Unified ingestion pipeline — builder-configured chunk → embed → store orchestration.

spector-ingestion defines the core IngestionPipeline and IngestionTarget interface. It has no dependency on engine, runtime, or memory — downstream modules implement the IngestionTarget interface for their storage backends.


🏗️ Architecture

spector-ingestion (core pipeline + interface)
├── IngestionPipeline       — builder-configured: chunk → embed → store
├── IngestionTarget         — interface for storage backends
├── IngestionResult         — result record for ingestion operations
├── FileDiscoveryService    — file discovery + title extraction
└── StreamingChunker bridge — bounded-memory file processing

Dependencies:
├── spector-config     (configuration)
├── spector-commons    (TextChunker, StreamingChunker)
└── spector-embed-api  (EmbeddingProvider, ParallelEmbeddingPipeline)

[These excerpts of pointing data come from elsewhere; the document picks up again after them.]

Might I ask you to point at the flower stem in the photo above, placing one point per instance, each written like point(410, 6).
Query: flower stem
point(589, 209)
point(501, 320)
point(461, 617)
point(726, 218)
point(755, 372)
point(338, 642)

[!IMPORTANT] This module does NOT depend on spector-engine or spector-memory. Those modules depend on spector-ingestion to implement IngestionTarget.


🚀 Key APIs

Builder Pattern

// Read config from spector.yml
var config = SpectorConfigFactory.ingestionDefaults(props);

var pipeline = IngestionPipeline.builder()
    .target(myTarget)                          // required
    .embeddingProvider(embedder)               // optional (not needed for pre-embedded)
    .chunking(new TextChunker(config.chunkSize(), config.chunkOverlap()))
    .chunkThreshold(config.chunkSize())        // auto-chunk if content > this
    .build();

// Single API — pipeline decides strategy internally
IngestionResult result = pipeline.ingest("doc-1", content);

IngestionTarget Interface

public interface IngestionTarget {
    void ingest(String id, String text, float[] vector);
    default void storeParentMetadata(String parentId, int chunkCount) {}
    default void onBatchComplete() {}
}

Implementations:

Target Module Storage path
EngineIngestionTarget spector-engine VectorStore → VectorIndex → KeywordIndex
CognitiveIngestionTarget spector-memory Quantize → Surprise → Tier route → WAL

File Discovery

var discovery = FileDiscoveryService.fromProperties(props, rootDir);
List<Path> files = discovery.discover();

// Title extraction
String title = FileDiscoveryService.extractTitle(content, "fallback.md");

Ingestion Modes

// Auto-chunked text (pipeline decides based on content length)
IngestionResult result = pipeline.ingest("doc-1", longText);

// Pre-embedded (skip embedding)
IngestionResult result = pipeline.ingest("doc-1", text, precomputedVector);

// Streaming file (bounded memory for large files)
IngestionResult result = pipeline.ingest(Path.of("corpus.txt"), "corpus");

📊 Result Tracking

public record IngestionResult(
    String documentId,
    int chunksStored,
    List<String> failures,
    long durationMs
) {
    boolean isFullSuccess();  // true if no failures
}

🔗 How It Fits

All entry points (CLI, MCP, Server) route through SpectorRuntime:

CLI/MCP/Server → SpectorRuntime.ingestion() → IngestionHandler → IngestionPipeline
                                                                  ┌─────┴─────┐
                                                                  ▼           ▼
                                                       EngineIngestionTarget  CognitiveIngestionTarget
                                                       (SEARCH mode)          (MEMORY mode)

SpectorRuntime.ingestion() builds the pipeline with the right target based on the active mode and reads chunking config from spector.yml.